The Legislature’s Committee on Land publicly heard on Tuesday proposed legislation that takes a tougher stance against arson or human-caused wildfires.

Sen. Sabina Perez introduced Bill 314-35 — legislation that seeks to add burning of forest land as a prohibited action under Guam’s arson statute.

“Bill 314-35 will help address increasingly serious wildfires that we are experiencing in Guam this will help preserve our fragile environment as well as protect the lives, homes, businesses, and property,” Perez said during the hearing. 

She said that the community had witnessed these threats. In recent decades, wildfires in Guam burned an average of 3.5 percent of the island and the number is still growing.

According to Perez, the Department of Agriculture and the Pacific Fire Exchange reported that 468 wildfires burned 4.7 percent of the island in 2018. This constitutes 6251 acres including 290 acres of native forest in just one year.

In 2019 the number increased further to seven percent of the island. 

Wildfires on Guam are rarely started due to natural causes such as lightning, according to Perez.

According to the Department of Agriculture and the Pacific Fire Exchange, most wildfires are set by people and usually by unethical hunters who use arson as a tool to frighten and corral their prey.

“Unfortunately our current laws do not adequately address this type of arson that leads to most wildfires. Bill 314-35 will outlaw the reckless burning of forest land — defined as any brush-covered land, cut over land forests, grasslands, jungle, or woods.

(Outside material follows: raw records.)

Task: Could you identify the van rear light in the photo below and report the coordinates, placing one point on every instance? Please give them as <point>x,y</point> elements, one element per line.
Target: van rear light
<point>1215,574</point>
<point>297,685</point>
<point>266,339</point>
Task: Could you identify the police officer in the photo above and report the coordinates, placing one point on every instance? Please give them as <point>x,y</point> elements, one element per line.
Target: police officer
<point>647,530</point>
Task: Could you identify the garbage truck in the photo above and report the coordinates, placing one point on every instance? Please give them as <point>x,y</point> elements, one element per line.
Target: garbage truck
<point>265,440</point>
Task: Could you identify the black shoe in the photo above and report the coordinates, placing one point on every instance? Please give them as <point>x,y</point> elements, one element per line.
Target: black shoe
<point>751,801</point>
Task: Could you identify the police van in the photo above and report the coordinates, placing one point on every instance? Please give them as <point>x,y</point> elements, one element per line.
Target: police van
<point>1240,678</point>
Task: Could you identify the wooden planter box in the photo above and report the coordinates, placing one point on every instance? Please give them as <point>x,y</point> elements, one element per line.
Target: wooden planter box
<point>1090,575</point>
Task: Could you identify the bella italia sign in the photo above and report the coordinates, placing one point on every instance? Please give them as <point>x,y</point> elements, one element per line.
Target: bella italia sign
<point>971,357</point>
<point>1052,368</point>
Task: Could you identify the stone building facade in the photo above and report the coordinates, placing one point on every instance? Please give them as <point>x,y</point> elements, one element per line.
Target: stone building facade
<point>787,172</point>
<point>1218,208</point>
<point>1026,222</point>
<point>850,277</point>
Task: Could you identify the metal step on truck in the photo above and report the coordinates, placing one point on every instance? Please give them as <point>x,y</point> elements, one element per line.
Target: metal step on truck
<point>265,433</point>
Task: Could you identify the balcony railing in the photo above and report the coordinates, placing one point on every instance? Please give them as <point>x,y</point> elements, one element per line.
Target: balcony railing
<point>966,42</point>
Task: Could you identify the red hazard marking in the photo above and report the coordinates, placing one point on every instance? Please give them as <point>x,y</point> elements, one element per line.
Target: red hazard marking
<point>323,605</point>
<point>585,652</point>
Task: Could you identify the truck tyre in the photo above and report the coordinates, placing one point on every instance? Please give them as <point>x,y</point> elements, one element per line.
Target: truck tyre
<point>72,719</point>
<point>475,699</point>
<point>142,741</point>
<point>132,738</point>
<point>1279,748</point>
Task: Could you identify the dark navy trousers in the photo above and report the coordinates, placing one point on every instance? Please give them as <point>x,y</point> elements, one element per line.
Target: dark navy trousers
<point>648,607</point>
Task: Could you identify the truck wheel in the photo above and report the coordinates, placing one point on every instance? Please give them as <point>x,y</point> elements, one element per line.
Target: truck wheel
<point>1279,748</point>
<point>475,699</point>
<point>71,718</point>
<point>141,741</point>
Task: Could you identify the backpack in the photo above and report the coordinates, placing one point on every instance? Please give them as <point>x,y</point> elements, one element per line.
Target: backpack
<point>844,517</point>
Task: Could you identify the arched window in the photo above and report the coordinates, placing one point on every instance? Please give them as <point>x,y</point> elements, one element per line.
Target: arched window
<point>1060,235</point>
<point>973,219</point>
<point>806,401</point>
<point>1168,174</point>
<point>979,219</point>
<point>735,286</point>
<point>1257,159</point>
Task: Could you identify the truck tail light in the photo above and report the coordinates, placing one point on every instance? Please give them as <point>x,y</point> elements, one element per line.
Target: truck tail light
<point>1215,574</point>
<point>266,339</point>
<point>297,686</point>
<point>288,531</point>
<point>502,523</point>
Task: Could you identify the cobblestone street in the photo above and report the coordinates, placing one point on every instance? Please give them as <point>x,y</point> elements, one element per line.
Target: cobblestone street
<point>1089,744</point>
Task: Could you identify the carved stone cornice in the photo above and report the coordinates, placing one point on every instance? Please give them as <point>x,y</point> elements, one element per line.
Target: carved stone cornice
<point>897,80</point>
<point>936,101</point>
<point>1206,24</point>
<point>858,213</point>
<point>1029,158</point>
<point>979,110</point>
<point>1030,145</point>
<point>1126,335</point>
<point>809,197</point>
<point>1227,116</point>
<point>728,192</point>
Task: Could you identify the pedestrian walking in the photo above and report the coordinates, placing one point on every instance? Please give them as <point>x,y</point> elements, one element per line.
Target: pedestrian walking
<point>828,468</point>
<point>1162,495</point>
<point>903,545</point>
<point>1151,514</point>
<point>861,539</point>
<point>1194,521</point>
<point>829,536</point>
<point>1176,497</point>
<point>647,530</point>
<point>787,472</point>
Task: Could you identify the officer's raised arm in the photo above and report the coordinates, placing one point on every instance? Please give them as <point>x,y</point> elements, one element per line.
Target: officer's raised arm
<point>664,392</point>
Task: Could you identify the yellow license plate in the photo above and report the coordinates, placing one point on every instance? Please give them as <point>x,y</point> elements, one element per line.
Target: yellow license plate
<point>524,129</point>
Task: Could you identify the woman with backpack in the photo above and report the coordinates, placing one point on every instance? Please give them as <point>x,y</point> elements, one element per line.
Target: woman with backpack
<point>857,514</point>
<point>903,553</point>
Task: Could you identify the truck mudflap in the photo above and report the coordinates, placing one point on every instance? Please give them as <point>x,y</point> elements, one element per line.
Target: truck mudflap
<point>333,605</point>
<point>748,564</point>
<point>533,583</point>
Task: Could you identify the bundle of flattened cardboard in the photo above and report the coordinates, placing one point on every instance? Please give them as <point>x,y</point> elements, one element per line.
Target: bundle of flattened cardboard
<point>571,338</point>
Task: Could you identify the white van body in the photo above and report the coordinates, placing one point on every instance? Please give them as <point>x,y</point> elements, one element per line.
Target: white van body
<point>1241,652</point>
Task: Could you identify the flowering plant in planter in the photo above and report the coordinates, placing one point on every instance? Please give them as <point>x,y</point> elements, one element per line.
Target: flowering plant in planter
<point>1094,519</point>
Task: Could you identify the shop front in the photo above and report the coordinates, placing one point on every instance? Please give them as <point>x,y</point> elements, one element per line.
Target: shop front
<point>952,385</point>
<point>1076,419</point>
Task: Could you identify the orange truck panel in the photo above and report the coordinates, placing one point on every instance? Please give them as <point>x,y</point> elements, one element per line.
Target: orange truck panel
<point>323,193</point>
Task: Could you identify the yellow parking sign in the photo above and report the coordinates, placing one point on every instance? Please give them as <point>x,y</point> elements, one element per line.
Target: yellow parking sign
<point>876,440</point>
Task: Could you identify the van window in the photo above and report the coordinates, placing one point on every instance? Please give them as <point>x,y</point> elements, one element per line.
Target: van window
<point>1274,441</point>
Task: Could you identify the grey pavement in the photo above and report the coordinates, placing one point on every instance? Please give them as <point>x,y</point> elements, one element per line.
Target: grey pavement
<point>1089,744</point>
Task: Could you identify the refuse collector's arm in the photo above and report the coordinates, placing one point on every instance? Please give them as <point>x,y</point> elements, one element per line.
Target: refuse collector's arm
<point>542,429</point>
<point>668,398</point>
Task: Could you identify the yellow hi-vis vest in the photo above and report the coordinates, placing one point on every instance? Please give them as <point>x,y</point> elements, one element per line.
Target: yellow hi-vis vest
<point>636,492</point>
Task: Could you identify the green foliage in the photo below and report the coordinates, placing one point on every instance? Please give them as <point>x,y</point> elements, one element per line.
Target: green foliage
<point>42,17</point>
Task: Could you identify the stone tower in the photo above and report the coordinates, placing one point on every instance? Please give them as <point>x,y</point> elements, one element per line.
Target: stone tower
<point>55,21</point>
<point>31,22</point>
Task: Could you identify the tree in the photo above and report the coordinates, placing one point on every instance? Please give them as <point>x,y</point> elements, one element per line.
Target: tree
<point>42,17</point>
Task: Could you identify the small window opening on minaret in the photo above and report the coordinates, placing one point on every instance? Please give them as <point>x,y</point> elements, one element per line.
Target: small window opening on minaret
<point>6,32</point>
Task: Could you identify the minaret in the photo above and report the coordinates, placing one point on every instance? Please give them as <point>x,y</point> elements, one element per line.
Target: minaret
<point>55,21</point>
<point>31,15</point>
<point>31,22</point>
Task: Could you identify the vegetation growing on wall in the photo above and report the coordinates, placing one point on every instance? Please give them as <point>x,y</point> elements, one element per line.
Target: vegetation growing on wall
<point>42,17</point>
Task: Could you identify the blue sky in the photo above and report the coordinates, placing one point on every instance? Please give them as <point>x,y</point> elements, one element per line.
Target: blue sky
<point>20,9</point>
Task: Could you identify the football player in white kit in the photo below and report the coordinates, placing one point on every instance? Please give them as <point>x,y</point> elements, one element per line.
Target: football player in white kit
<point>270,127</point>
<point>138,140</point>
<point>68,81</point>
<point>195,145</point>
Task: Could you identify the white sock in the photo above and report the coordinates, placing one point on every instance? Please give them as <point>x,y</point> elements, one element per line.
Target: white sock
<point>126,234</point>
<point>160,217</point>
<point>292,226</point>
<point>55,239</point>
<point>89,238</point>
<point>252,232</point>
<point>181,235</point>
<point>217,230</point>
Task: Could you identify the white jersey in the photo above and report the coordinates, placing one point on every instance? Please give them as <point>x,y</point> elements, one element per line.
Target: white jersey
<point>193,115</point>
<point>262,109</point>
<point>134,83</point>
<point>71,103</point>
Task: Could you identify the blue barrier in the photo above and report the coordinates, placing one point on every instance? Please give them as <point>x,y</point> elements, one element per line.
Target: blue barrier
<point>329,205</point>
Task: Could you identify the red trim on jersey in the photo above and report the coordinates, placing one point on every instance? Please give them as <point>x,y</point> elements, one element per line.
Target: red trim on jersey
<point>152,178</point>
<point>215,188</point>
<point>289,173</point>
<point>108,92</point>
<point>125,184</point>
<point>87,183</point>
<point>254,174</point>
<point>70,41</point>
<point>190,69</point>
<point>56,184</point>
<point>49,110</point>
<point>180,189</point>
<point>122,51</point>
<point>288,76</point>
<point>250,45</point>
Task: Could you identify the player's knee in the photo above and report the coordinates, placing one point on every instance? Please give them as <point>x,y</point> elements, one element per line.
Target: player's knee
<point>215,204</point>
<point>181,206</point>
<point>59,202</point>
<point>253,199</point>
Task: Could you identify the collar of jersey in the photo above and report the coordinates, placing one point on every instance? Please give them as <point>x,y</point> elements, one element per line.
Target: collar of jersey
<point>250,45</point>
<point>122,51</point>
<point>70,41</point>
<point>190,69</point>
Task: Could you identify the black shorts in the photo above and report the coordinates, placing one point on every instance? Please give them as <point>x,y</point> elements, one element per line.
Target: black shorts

By including forest lands in the arson statute, the measure will allow the AG’s office to better prosecute arsonists and poachers,” Perez said.

Edwin Reyes, Guam Coastal Management Program administrator, said the Army Corps of Engineer estimated that it costs $75 000 to reforest an acre of land in Guam’s upper watersheds.

 “So if you think about how much of that land is burnt after a reforestation effort is put in place. It’s just really frustrating to hear. So I’ve been in meetings where we celebrated the success of putting in three acres of forested area and then the next year, two of those three acres are burnt,” Reyes said.

Director Chelsa Muna Brecht said the bill compliments Guam’s forest action plan which describes wildfires as a top threat to forest and natural resources.

She said the bill provides wildfire investigators and law enforcement with the necessary language to appropriately charge individuals suspected of arson.

She said the proposed amendments are consistent with the division’s mission to conserve, protect, and enhance Guam’s vegetative environment and sustain natural resources that are dependent on healthy forests.